Monday, 25 October 2010

Arne Næss

When I was in Norway with Tom we went up the mountains to Arne Naess's home, the Tvergastein hut, if you look to the right of me on the picture you can see it, nestled into the mountainside. Arne Dekke Eide Næss (27 January 1912 – 12 January 2009) was a Norwegian philosopher, the founder of deep ecology.[5] He was the youngest person to be appointed full professor at the University of Oslo.

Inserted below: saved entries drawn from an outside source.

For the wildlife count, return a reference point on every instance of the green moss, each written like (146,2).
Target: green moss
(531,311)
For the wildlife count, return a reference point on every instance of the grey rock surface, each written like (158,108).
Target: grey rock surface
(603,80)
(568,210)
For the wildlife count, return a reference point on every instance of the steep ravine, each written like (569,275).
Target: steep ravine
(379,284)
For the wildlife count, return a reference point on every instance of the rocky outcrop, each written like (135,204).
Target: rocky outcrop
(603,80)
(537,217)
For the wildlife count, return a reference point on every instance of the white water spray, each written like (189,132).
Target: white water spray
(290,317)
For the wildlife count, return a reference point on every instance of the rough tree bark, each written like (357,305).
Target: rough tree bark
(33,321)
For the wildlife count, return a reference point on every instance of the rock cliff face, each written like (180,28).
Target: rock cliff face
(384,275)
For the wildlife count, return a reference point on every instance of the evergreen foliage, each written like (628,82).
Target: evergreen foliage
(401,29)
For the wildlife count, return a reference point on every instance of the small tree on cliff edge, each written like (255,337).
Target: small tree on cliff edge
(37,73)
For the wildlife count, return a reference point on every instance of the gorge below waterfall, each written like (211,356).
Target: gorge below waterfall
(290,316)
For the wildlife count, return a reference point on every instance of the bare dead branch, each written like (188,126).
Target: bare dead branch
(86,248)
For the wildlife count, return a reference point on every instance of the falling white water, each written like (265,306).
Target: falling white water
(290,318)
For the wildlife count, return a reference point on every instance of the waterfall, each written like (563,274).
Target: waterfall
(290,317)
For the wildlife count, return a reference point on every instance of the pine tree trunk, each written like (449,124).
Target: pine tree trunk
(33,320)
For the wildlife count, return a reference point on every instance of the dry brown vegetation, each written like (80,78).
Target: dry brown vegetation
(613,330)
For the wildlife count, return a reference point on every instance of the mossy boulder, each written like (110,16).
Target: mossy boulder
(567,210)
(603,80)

Næss cited Rachel Carson's 1962 book Silent Spring as being a key influence in his vision of deep ecology. Næss combined his ecological vision with Gandhian nonviolence and on several occasions participated in direct action. In 1970, together with a large number of demonstrators, he chained himself to rocks in front of Mardalsfossen, a waterfall in a Norwegian fjord, and refused to descend until plans to build a dam were dropped. Though the demonstrators were carried away by police and the dam was eventually built, the demonstration launched a more activist phase of Norwegian environmentalism. In 1958, Arne Næss founded the Interdiciplinary Journal of Philosophy Inquiry.

Næss was a noted mountaineer, who in 1950 led the expedition that made the first ascent of Tirich Mir (7,708 m). The Tvergastein hut in the Hallingskarvet massif played an important role in Næss' life.